Il VTsIOM, ovvero il Centro panrusso per lo studio della pubblica opinione, ha appena pubblicato un sondaggio svolto a Mosca, la capitale. Tema, ovviamente: la “operazione speciale”, ovvero la guerra, in Ucraina. Risultati: il 58% dei moscoviti approva la “operazione speciale”, con un incremento dei “sì” del 4% nell’ultimo mese. Il 55% ritiene che ora si debba andare avanti e proseguire nel conflitto (più 8% nell’ultimo mese). Il 52%, anche se potesse, non vorrebbe tornare indietro nel tempo e annullare l’invasione. Il 72% è convinto che il Governo saprà trovare le giuste misure per rispondere alle sanzioni economiche occidentali.

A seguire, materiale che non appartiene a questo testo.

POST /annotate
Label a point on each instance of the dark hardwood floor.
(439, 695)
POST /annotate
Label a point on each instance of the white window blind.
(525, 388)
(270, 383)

Non siamo così ingenui da non capire che di questi tempi, con la stampa di opposizione di fatto chiusa e quella putiniana che pompa a pieno regime, e le leggi speciali in agguato per chi dissente, ogni sondaggio va preso con buone molle. Tanto più che, dice lo stesso sondaggio VTsIOM, per il 59% dei moscoviti la Tv resta il mezzo principale di informazione. Però, come dicono gli stessi esiti del sondaggio, ci sono molti che non temono di andare contro corrente. E poi siamo a Mosca, che con San Pietroburgo è stata l’epicentro delle proteste contro la guerra. Il dato nazionale, sempre censito da VTsIOM poco tempo fa, infatti, parla di un 68% di favorevoli alla spedizione in Ucraina.
Quindi, fatte le debite tare e considerati tutti gli elementi, non resta che concludere che l’idea di invadere l’Ucraina e di scatenare una guerra che in due mesi ha già fatto più morti che gli otto anni di guerra nel Donbass, ancora piace a una porzione significativa di russi. Restando a Mosca: se non è il 58% la quota dei favorevoli ma “solo” il 50 o il 45%, la sostanza cambia poco. Sono sempre tanti. Anche perché assai alta (addirittura sopra l’80%, sondaggio Levada) è pure la quota di approvazione riservata a Vladimir Putin. Pare insomma ripetersi, almeno per ora, il fenomeno del 2014, quando la riannessione della Crimea e il sostegno alla ribellione del Donbass russofono procurò al Presidente i più alti rating della sua storia politica.
Tutto gonfiato da istituti di ricerca compiacenti? In parte forse sì. Ma questo ci riporta a certi discorsi del passato. Quando alcuni di noi (pochi, in verità) scrivevano che il consenso per Putin non era solo di “regime” ma conteneva un’ampia quota di consenso spontaneo, veniva facile etichettarli come “putiniani” e amici del giaguaro. Ma la verità era quella. E sostenere il contrario non rendeva più democratici e illuminati ma solo un po’ meno esperti dei meccanismi reali della Russia e di quelli mentali del popolo russo. Errore che puntualmente si ripete anche ora presso i molti che sperano che un golpe, una malattia o un accidente qualunque tolga di mezzo Putin, e si risolva così anche il problema della Russia e del suo posto nel mondo. Quando invece il problema sta nella testa di ogni singolo russo.